The $455,000 three-year project includes preparing 2-million-year-old skeletons recovered from a limestone quarry near Newberry, Fla., a recently donated private collection of more than 40,000 Florida specimens and others recently collected during the expansion of the Panama Canal in Central America. Many specimens from these sites have already been the subject of published research, including ground sloths the size of bull elephants, armadillos the size of wolves, saber-toothed cats and the oldest known porcupine skeleton. The Florida Museum’s collection is the most comprehensive for fossil vertebrates found in the eastern U.S. and circum-Caribbean Basin spanning the last 65 million years.
“Not only does this grant provide much needed support for curation of significant specimens but also for critical digitization of our collections,” said vertebrate paleontology associate curator Jonathan Bloch. “Using high-resolution digital photography, three-dimensional laser-scanning and even video, we will make our collections available to everyone in the world with an Internet connection.”

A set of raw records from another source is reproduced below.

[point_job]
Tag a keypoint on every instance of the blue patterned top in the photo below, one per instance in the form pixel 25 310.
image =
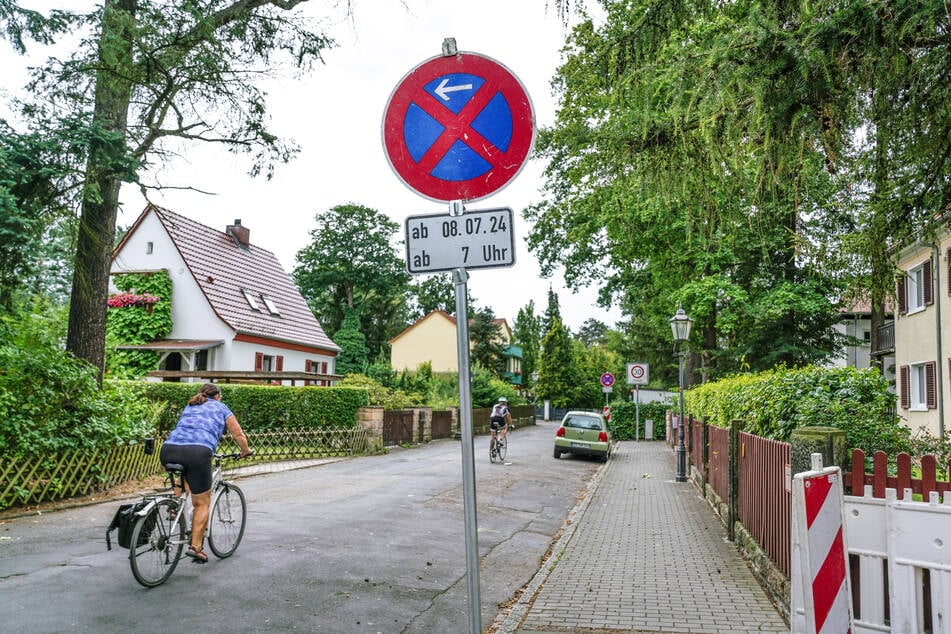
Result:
pixel 200 424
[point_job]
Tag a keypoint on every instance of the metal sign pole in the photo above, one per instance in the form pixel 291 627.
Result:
pixel 459 278
pixel 637 413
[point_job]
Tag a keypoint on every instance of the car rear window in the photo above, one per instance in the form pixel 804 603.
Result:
pixel 582 422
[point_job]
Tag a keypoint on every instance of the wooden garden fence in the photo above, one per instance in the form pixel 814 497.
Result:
pixel 28 480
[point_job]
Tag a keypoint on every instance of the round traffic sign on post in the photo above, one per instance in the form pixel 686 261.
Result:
pixel 637 374
pixel 458 127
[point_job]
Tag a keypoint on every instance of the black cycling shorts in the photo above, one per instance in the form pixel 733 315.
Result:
pixel 196 459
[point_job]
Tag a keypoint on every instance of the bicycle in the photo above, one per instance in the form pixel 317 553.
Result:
pixel 498 445
pixel 163 526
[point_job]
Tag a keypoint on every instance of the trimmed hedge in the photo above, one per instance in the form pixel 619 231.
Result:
pixel 262 407
pixel 772 404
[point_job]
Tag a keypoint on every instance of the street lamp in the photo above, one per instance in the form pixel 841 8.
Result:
pixel 680 326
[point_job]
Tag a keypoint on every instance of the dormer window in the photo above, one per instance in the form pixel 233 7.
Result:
pixel 271 306
pixel 253 303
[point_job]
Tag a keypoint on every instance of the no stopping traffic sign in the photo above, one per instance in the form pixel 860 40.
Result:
pixel 458 127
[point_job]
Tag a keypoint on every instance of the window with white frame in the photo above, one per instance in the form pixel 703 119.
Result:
pixel 918 388
pixel 253 303
pixel 917 382
pixel 915 289
pixel 271 305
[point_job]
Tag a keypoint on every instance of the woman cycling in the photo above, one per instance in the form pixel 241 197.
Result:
pixel 192 444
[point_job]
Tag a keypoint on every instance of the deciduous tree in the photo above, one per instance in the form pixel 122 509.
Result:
pixel 147 72
pixel 351 262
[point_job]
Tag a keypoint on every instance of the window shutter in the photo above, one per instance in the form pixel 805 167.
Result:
pixel 930 385
pixel 905 386
pixel 947 256
pixel 927 281
pixel 902 295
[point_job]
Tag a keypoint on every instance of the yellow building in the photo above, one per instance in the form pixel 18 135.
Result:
pixel 923 333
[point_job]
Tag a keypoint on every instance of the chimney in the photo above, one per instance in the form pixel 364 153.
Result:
pixel 240 235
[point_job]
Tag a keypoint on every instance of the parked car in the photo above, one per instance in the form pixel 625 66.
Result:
pixel 584 434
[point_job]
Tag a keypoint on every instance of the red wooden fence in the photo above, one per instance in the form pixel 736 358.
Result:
pixel 879 479
pixel 764 503
pixel 718 468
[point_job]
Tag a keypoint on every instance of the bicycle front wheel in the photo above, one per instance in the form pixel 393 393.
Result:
pixel 226 521
pixel 157 541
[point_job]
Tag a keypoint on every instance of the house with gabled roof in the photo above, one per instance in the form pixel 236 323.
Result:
pixel 432 338
pixel 234 308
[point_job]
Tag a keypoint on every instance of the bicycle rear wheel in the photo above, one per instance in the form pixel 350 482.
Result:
pixel 156 545
pixel 226 521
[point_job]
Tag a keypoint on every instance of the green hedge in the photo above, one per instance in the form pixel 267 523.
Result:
pixel 772 404
pixel 624 418
pixel 262 407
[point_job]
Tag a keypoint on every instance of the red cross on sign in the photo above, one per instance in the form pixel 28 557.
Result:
pixel 458 127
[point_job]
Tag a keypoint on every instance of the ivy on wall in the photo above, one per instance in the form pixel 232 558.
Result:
pixel 140 313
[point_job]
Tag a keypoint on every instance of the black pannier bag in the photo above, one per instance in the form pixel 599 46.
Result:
pixel 124 521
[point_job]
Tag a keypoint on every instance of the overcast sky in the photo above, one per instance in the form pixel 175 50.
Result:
pixel 335 116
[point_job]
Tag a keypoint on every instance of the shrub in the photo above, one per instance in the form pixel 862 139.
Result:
pixel 49 400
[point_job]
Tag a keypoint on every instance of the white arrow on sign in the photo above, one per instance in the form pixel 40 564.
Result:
pixel 443 90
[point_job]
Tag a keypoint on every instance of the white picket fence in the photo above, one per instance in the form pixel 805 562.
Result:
pixel 902 551
pixel 910 540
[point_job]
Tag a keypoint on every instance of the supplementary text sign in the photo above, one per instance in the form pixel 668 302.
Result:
pixel 475 240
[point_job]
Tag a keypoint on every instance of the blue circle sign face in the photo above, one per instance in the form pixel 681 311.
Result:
pixel 458 127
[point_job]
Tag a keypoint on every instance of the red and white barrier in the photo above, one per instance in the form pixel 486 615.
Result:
pixel 820 598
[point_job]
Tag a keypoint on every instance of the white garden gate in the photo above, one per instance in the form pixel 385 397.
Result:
pixel 912 542
pixel 901 564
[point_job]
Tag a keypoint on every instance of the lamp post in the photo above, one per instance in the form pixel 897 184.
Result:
pixel 680 326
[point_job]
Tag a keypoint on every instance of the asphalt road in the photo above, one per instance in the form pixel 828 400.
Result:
pixel 373 544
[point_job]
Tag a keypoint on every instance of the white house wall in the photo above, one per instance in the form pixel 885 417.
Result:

The grant will allow for rapid curation of specimens that otherwise would have taken many years to accomplish, said museum vertebrate paleontology collection manager Richard Hulbert. Researchers are also using a 3-D scanner that laser scans and digitizes fossils for analysis.
“The 3-D scanner allows researchers to understand comparisons of specimens in different ways,” Bloch said.
The Haile 7G Collection, which Hulbert describes as “the most important find of its age in the last 40 years,” was recovered from a limestone quarry near Newberry from 2005 to 2007. It includes fossils still stored in plaster “jackets” used to carefully remove bones from the earth, which are now beginning to deteriorate, Hulbert said.
“After three years of excavations involving hundreds of volunteers from all around Florida, we ended up with thousands of specimens,” Hulbert said. “We brought in fossils and made plaster jackets faster than we could prepare them. This grant is going to help us in curating that collection. Many of these are incredibly valuable to science, and we know there are more great fossils out there.”
Collector John Waldrop recently donated the Timberlane Research Organization Collection to the Florida Museum and proper cataloging of the specimens is dependent on communication with Waldrop to correctly interpret hand-written field notes and localities, Hulbert said. This collection was the result of 40 years of fieldwork by Waldrop and his students throughout Florida.
“The fact is, we really need Mr. Waldrop’s help on occasion to understand where exactly different specimens were found and the circumstances around collecting them,” Hulbert said. “And that’s already proven to be the case – we have fossils from a site that potentially has the oldest land mammals in Florida and we’ve just been in contact with him for details about the geology. We’re working with him on this project and the funding guarantees that we will get this done quickly.”
Preparation of specimens from the Panama Canal Fossil Collection is integral for research as well as curation for an exhibit honoring the centennial of the Panama Canal opening, Bloch said.
Researchers intend to expand the Florida Museum’s online catalog of specimens by imaging thousands of fossils after they are prepared and curated.
“We’re working with NSF’s initiative to digitize collections across the board,” Bloch said. “Everything that we digitize will be accessible to the public through our database.”